I want to calculate \begin{align*} \bar{q}_{j} &= \text{E}[q_{j} | z_{1} = 0, \dots, z_{j-1} = 0] \\ &= \int_0^1{x\Pr(q_{j} = x | z_{1} = 0, \dots, z_{j-1} = 0) \,\text{d}x} \\ &= \int_0^1{x\frac{\Pr(z_{1} = 0, \dots, z_{j-1} = 0 | q_{j} = x)\Pr(q_{j} = x)}{\Pr(z_{1} = 0, \dots, z_{j-1} = 0)} \,\text{d}x} \\ &= \frac{\int_0^1{x\Pr(z_{1} = 0, \dots, z_{j-1} = 0 | q_{j} = x)\Pr(q_{j} = x)\,\text{d}x}}{\Pr(z_{i1} = 0, \dots, z_{j-1} = 0)} \\ &= \frac{\int_0^1{x\Pr(z_{1} = 0, \dots, z_{j-1} = 0 | q_{j} = x)\Pr(q_{j} = x)\,\text{d}x}}{\int_0^1{\Pr(z_{1} = 0, \dots, z_{j-1} = 0 | q_{j} = x)\Pr(q_{j} = x)\,\text{d}x}}. \end{align*}

This is a standard application of Bayesian updating techniques. The problem, however, is that there isn't a single parameter to be updated---$q$ varies across the sites.

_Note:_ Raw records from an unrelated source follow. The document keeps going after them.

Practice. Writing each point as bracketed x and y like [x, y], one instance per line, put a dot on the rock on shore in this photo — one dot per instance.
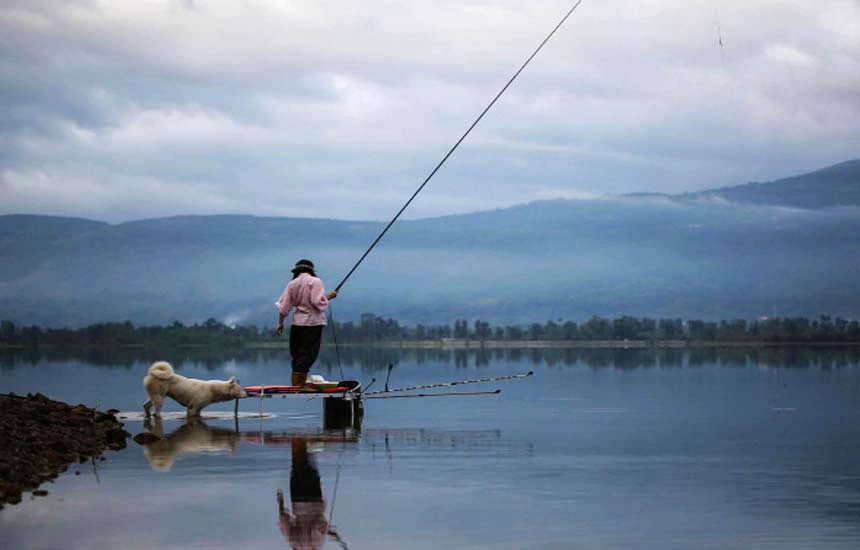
[40, 438]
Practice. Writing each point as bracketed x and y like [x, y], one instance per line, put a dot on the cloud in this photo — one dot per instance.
[119, 110]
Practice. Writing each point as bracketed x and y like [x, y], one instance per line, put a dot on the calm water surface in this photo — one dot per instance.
[597, 450]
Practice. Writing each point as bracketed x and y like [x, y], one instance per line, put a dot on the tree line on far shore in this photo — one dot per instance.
[373, 329]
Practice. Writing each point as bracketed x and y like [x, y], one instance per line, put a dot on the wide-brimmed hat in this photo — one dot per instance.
[304, 266]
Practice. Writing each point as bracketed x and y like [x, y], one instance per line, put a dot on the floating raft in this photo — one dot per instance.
[329, 388]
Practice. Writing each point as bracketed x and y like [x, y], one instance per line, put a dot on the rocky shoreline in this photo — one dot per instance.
[40, 438]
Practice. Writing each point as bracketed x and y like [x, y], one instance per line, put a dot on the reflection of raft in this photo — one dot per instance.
[342, 403]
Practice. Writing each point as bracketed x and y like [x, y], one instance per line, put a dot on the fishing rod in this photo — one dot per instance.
[440, 394]
[447, 384]
[457, 144]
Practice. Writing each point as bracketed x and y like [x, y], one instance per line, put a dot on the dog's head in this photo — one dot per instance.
[235, 388]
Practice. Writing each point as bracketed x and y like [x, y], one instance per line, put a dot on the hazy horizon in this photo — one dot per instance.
[122, 111]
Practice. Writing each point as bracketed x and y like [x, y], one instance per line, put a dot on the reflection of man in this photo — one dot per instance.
[306, 527]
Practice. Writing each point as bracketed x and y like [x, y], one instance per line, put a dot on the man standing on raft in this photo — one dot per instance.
[305, 293]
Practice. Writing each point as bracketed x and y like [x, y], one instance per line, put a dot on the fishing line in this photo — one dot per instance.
[334, 337]
[457, 144]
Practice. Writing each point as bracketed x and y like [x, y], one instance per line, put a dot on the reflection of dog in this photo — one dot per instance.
[192, 438]
[194, 394]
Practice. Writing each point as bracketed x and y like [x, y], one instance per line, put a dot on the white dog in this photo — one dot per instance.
[193, 394]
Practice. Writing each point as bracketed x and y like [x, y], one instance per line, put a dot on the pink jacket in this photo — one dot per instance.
[307, 295]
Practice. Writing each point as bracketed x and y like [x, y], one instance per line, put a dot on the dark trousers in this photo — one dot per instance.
[305, 346]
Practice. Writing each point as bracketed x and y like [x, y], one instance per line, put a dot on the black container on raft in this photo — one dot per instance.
[340, 413]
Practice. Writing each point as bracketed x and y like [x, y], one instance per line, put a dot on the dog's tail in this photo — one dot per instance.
[161, 370]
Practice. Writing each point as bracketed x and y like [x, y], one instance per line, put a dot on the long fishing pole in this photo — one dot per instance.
[457, 144]
[447, 384]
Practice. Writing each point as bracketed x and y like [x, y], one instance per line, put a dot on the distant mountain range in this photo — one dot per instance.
[787, 247]
[837, 185]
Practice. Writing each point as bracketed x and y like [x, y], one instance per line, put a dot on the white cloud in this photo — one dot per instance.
[120, 110]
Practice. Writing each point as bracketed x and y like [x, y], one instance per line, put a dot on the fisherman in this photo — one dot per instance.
[306, 294]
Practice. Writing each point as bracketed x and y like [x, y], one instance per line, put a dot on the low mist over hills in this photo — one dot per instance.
[837, 185]
[726, 253]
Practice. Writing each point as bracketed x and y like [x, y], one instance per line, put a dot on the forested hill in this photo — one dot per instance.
[571, 259]
[837, 185]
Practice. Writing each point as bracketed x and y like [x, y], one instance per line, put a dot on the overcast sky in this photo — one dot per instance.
[119, 110]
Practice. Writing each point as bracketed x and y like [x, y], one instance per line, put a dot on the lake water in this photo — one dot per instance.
[600, 449]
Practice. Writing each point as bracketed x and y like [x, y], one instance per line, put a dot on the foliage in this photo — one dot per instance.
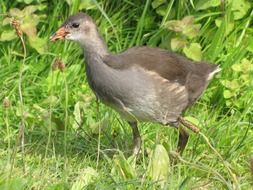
[62, 121]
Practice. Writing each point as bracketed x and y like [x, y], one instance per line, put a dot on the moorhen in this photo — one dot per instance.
[141, 83]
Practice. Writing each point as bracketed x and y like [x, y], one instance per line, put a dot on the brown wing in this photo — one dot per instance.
[168, 65]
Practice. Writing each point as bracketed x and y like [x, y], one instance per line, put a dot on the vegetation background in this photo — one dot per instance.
[49, 122]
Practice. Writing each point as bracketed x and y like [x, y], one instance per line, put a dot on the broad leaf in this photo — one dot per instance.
[159, 166]
[157, 3]
[177, 43]
[8, 35]
[240, 8]
[202, 5]
[193, 51]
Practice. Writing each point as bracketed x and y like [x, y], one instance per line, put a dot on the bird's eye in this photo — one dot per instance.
[75, 25]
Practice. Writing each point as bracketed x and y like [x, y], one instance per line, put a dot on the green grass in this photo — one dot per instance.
[62, 123]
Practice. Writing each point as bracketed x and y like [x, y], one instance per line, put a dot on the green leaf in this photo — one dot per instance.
[8, 35]
[84, 178]
[87, 5]
[233, 85]
[77, 116]
[229, 26]
[39, 44]
[6, 21]
[157, 3]
[28, 10]
[123, 167]
[15, 12]
[244, 66]
[177, 43]
[240, 8]
[202, 5]
[250, 44]
[161, 10]
[227, 94]
[192, 30]
[159, 165]
[193, 51]
[193, 120]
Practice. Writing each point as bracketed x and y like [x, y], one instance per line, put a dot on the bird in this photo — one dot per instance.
[143, 84]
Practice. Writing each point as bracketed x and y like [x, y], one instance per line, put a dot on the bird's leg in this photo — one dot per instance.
[182, 139]
[136, 138]
[188, 124]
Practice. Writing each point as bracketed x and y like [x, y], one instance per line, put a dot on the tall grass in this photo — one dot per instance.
[63, 127]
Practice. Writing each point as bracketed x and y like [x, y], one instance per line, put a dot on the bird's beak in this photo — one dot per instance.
[59, 34]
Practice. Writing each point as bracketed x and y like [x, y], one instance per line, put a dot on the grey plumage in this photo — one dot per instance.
[141, 83]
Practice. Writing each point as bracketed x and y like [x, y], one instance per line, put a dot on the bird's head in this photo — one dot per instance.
[79, 27]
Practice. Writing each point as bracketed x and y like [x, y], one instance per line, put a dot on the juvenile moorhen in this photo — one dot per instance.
[141, 83]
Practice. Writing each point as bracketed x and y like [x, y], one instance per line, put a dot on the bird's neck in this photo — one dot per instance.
[95, 47]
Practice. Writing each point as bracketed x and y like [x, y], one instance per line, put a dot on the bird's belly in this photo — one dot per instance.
[133, 94]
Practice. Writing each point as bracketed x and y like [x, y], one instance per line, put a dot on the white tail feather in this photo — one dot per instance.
[210, 76]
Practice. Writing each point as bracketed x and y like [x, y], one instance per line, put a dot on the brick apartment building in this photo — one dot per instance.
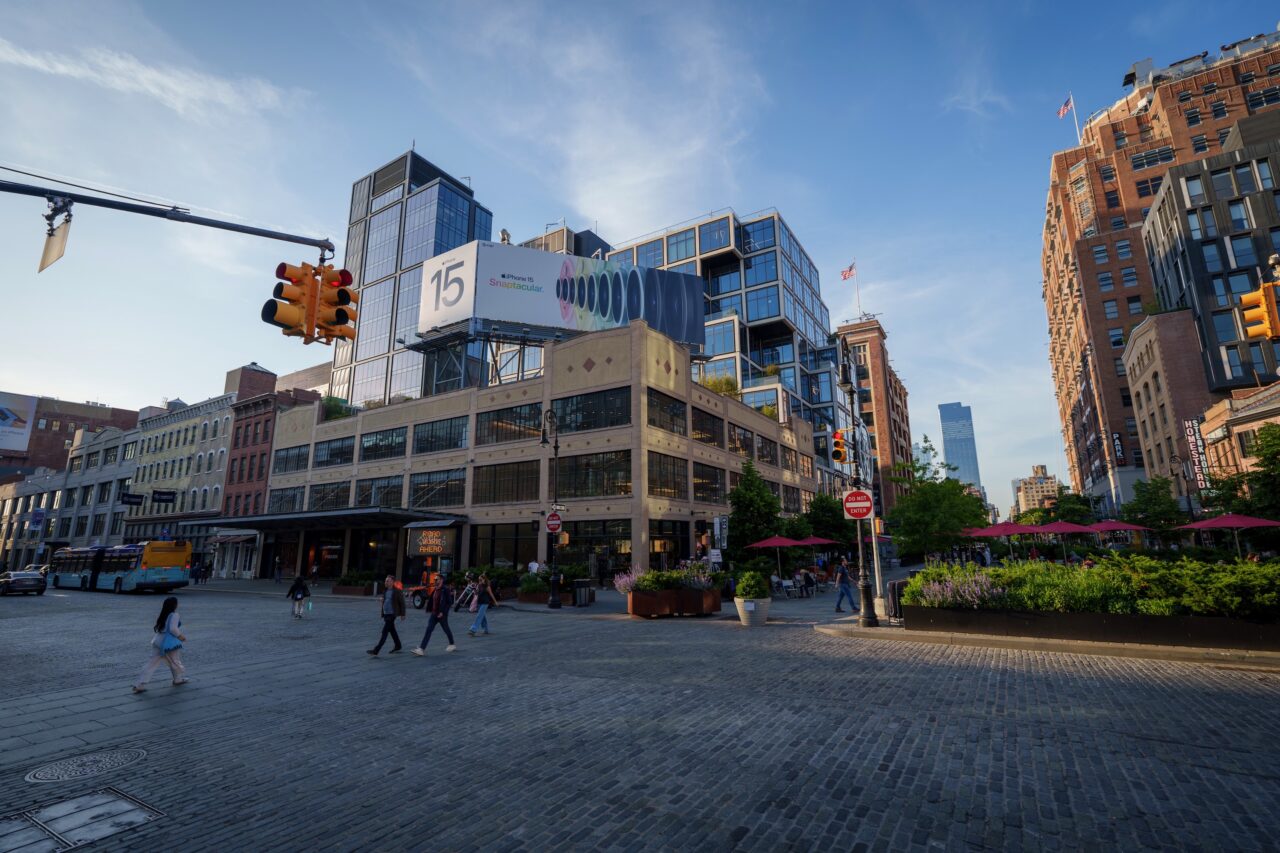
[1097, 277]
[882, 406]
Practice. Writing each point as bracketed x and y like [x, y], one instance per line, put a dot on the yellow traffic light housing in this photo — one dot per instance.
[295, 305]
[1261, 315]
[839, 451]
[336, 308]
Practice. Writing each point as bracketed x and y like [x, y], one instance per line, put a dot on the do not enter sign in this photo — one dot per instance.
[858, 503]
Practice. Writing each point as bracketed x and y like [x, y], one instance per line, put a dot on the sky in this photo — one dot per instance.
[912, 137]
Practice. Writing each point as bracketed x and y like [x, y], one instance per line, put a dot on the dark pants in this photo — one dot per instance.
[432, 621]
[388, 630]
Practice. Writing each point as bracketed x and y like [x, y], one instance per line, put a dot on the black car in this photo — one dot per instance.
[23, 582]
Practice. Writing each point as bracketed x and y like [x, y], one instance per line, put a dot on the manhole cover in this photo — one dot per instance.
[90, 765]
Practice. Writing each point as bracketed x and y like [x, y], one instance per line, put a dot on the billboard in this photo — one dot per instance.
[17, 415]
[526, 286]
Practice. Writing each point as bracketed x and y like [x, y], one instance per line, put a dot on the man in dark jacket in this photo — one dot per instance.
[440, 600]
[393, 609]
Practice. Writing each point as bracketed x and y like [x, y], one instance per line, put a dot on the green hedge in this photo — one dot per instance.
[1116, 584]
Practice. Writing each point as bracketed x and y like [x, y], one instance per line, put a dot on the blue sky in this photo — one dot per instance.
[914, 137]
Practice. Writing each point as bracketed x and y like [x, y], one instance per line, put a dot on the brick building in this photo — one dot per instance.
[1096, 273]
[882, 406]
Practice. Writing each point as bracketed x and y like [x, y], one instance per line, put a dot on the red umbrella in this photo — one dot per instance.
[1230, 521]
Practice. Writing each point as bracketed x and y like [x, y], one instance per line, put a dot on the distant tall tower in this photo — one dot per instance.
[958, 445]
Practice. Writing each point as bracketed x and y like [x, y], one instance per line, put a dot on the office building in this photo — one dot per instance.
[1097, 276]
[401, 215]
[881, 406]
[959, 448]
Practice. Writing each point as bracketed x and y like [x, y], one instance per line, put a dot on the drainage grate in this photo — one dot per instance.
[73, 822]
[90, 765]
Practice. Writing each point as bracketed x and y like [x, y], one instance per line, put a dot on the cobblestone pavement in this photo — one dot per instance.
[588, 730]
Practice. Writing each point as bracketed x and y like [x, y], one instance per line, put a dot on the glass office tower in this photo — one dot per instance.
[767, 327]
[401, 215]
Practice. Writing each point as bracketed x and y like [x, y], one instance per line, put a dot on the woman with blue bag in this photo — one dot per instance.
[165, 647]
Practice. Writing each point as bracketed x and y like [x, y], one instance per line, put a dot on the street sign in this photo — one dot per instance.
[858, 503]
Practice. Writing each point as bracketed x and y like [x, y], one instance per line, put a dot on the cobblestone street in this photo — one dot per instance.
[589, 730]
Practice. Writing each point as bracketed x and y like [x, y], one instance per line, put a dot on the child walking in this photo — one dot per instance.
[165, 647]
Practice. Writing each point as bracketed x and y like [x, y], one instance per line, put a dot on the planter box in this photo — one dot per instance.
[1200, 632]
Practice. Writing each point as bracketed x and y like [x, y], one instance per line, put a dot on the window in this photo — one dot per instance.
[507, 483]
[1243, 251]
[1212, 258]
[337, 451]
[713, 235]
[667, 413]
[380, 491]
[329, 496]
[438, 488]
[291, 459]
[597, 410]
[649, 254]
[385, 443]
[439, 436]
[708, 428]
[1151, 158]
[511, 424]
[708, 483]
[593, 475]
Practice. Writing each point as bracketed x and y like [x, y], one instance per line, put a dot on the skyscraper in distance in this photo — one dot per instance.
[958, 445]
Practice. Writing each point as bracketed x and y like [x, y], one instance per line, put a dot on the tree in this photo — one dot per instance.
[754, 515]
[1153, 506]
[935, 510]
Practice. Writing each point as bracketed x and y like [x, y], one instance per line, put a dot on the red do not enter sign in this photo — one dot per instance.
[858, 503]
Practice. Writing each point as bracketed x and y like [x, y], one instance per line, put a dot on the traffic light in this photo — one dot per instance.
[336, 309]
[1261, 318]
[296, 314]
[839, 452]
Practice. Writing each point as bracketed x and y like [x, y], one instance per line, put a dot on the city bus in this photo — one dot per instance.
[135, 568]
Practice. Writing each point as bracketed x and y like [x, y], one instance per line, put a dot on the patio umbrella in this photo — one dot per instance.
[775, 542]
[1230, 521]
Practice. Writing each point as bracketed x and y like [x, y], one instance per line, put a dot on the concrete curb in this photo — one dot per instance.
[1243, 658]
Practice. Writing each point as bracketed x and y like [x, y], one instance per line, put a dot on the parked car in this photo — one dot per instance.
[23, 582]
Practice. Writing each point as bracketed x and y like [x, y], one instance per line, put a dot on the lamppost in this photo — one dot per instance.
[552, 423]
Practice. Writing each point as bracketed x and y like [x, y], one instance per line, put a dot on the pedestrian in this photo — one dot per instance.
[298, 594]
[165, 647]
[393, 609]
[480, 602]
[440, 600]
[845, 587]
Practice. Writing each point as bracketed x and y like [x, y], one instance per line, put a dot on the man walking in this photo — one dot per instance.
[393, 609]
[845, 587]
[440, 600]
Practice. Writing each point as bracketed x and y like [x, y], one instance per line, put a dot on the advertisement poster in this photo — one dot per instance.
[17, 416]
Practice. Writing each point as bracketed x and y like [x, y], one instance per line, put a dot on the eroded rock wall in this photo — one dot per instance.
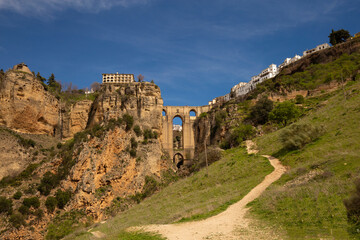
[25, 106]
[105, 170]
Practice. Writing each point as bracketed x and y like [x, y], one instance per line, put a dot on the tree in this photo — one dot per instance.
[51, 80]
[40, 78]
[339, 36]
[284, 113]
[95, 86]
[259, 113]
[140, 78]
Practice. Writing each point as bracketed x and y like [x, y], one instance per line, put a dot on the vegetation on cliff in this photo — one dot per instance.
[196, 197]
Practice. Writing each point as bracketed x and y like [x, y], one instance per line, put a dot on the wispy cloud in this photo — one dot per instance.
[40, 7]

Two ways to get around the problem are to use heuristics: for the sake of calculation, (a) $q$ is assumed to be the same across sites or (b) $q$ is assumed to change in a predictable way, e.g., $q_j = q_1 - a(j-1)$ with known $a$, giving updating over a single parameter $q_1$. Case (a) would give an estimate that is always too big. In either case, the prior distribution $\Pr(q_j=x)$ can use the order statistic properties of $F$.

Another approach would be to assume that I know $F$ and to use the fact that we have order statistics. But, for a given $x$ in this integral, there isn't a unique set of probabilities for sites 1 to $j-1$. For example, in the case of $j=2$ and in calculating the integral for the case $q_2=x$, $\Pr(z_1=0)$ could fall anywhere between 0 and $1-x$. The question becomes which of these values to plug in? One obvious answer would be the expected value of each order statistic. This doesn't seem like it works to me. We might be able to simulate the quantity inside the integral for each value of $x$, but integrating across continuous $x$ seems to make this approach too intensive a strategy.